Show Next Area Hours in Advance This will plot lines in advance to the right of the current price action, helping traders recognize upcoming points of interest.
Show Last X Days This controls the clutter on the screen by limiting the display to the most recent X number of days.
Fill Transparency The percentage of transparency applied to the background when a fill is specified.
Examples:
12 to 13 gray area shaded with dotted lines
Will result in two vertical lines, one at 12 noon and one at 1 PM, with the area between them shaded gray and a dotted line style.

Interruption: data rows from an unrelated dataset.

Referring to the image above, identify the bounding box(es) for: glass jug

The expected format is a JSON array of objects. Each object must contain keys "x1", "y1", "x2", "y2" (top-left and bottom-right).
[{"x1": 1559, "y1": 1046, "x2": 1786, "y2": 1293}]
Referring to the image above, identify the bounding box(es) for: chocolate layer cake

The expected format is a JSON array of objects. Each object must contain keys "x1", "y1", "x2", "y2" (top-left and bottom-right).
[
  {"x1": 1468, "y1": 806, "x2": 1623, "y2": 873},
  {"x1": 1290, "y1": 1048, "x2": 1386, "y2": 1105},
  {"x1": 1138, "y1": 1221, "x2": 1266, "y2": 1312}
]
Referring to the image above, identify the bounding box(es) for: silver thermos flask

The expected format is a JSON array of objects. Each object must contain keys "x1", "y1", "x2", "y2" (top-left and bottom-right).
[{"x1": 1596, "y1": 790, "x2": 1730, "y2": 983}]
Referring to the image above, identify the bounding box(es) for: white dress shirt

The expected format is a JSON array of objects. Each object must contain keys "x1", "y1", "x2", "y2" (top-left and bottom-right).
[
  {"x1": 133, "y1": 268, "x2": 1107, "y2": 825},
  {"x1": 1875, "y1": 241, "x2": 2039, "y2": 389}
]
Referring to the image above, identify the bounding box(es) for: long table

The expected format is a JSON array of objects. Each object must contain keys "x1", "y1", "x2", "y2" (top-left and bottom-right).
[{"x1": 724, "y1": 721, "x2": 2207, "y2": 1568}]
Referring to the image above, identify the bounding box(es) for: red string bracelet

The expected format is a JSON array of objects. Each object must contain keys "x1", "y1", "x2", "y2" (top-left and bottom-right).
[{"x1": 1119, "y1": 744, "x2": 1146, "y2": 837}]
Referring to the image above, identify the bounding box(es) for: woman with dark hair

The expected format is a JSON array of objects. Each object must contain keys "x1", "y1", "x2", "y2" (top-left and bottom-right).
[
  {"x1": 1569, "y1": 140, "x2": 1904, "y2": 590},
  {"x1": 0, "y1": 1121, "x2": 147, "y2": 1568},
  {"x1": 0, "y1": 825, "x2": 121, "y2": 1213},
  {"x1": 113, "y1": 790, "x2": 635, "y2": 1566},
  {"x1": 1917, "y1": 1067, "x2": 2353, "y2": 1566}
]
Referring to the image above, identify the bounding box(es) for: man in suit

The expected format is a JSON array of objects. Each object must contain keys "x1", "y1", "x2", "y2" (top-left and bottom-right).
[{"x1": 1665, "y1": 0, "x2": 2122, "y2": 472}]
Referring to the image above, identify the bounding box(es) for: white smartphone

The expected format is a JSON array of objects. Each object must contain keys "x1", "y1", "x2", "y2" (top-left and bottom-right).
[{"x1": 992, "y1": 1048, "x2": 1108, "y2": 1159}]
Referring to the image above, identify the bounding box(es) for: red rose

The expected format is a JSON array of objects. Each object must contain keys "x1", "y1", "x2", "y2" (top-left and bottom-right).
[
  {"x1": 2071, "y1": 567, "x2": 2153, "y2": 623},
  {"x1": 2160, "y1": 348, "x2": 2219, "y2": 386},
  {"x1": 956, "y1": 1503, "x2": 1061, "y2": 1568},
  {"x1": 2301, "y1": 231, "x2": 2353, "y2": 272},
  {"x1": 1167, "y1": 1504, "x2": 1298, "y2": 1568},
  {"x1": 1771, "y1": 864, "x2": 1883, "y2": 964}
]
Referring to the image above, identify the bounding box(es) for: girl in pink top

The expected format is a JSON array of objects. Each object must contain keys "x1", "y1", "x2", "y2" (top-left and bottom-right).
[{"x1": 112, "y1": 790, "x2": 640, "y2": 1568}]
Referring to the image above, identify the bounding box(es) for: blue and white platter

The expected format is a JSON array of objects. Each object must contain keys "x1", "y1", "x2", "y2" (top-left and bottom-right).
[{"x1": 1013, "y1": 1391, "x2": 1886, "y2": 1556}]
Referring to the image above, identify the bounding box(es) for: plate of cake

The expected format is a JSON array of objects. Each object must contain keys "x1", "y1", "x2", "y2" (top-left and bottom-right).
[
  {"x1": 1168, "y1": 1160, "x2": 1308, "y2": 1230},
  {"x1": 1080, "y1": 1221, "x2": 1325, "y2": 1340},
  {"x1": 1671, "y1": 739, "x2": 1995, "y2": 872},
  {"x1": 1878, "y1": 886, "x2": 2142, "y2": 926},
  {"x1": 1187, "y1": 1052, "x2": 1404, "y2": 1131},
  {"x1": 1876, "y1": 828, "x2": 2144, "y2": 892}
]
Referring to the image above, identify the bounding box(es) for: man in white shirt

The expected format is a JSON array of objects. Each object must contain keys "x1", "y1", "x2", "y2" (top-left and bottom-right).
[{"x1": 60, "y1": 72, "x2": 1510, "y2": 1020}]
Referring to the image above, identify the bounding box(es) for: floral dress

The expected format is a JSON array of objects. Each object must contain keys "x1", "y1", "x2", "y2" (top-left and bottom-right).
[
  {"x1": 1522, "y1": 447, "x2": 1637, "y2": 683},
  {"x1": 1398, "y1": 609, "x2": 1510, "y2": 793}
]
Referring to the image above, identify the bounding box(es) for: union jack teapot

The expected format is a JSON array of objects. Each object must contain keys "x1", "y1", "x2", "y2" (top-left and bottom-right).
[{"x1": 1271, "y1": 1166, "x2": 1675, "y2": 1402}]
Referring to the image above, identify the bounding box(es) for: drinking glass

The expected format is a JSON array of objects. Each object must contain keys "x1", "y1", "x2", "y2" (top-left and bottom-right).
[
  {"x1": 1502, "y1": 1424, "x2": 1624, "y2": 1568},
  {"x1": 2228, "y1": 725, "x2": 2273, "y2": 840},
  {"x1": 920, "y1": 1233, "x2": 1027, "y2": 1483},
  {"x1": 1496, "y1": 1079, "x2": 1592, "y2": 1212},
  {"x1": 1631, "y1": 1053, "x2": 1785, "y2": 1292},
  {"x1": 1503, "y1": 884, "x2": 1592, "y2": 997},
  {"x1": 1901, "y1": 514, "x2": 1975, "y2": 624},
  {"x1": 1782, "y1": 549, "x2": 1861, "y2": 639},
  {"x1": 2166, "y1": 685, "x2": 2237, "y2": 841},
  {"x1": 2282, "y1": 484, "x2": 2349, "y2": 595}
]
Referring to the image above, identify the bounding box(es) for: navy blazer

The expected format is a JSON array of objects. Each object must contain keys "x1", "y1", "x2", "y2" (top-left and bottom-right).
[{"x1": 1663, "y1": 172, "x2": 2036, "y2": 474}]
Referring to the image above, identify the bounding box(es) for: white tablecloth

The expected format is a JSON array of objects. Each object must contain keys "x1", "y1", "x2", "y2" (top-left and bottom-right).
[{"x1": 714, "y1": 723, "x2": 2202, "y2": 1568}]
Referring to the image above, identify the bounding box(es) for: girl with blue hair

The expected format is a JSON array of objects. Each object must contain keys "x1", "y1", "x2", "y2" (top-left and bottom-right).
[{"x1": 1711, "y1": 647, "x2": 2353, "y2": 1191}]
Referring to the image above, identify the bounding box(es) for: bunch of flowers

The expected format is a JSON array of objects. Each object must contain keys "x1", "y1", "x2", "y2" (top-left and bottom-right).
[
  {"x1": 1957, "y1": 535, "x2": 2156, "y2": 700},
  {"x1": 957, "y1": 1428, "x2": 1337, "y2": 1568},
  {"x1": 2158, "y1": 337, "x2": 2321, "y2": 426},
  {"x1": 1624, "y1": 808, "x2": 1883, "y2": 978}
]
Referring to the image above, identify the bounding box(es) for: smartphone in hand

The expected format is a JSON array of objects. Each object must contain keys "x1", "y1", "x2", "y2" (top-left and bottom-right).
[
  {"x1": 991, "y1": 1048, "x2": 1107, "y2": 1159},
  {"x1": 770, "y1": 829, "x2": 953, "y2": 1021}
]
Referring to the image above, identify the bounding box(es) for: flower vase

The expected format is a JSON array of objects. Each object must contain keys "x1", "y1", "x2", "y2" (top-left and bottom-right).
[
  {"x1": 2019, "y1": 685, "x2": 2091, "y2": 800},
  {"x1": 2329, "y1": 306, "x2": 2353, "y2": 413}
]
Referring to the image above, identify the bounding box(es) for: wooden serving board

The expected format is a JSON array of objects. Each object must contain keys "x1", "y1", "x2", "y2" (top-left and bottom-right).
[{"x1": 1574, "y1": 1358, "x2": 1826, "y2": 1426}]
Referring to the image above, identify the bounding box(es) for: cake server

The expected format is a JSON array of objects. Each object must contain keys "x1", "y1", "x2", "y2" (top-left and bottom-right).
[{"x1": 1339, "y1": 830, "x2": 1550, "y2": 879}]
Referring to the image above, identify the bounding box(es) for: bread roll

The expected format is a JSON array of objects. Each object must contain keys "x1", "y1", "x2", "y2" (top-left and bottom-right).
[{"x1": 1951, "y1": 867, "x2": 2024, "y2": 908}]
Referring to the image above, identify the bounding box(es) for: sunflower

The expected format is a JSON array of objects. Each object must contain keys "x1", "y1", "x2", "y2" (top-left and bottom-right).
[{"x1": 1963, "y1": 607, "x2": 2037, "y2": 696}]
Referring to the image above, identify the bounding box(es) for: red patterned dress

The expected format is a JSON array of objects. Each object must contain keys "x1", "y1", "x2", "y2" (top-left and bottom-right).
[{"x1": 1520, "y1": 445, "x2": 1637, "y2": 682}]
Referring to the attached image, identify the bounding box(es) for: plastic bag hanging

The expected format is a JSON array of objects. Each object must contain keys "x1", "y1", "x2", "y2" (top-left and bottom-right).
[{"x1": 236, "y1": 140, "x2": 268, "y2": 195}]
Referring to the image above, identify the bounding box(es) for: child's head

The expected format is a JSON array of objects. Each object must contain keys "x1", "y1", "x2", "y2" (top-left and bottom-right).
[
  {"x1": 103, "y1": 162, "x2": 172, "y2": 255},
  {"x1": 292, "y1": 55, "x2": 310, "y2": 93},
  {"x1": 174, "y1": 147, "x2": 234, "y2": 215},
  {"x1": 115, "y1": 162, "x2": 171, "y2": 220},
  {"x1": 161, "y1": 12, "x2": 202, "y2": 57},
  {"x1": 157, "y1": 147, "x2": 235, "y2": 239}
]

0:00 vertical line red solid
Adds one vertical red line at midnight.
By specifying the open, high, low, and/or close price components, the indicator will interpret this as an instruction to draw a horizontal line at the specified price level. If two or more price levels are provided, each will be tracked accordingly.
Draw a red line starting from 0 open
Draws a line starting from midnight open until the end of the trading day.
Track high and low starting from 9:30 in a dashed green medium line
Tracks the day’s high and low, adjusting as new highs and lows are drawn in a dashed thicker green line from 9:30 AM until the end of trading hours.
# Asia
20 to 0 green high to low filled
# London
2:00 to 5 blue low and high filled
#New York
8:30 to 11:30 orange zone shaded orange between the high and low dotted
Adds three ICT Kill Zones for Asia, London, and New York based on their respective high and low.
8:30 to 11:30 orange zone shaded orange open close dotted
Will add a second New York zone overlapping the high and low zone.
#Draw Open Range Breakout (ORB)
9:30 to 10:00 purple extended zone
Extends the zone from 9:30 to 10:00 AM with a purple extended zone.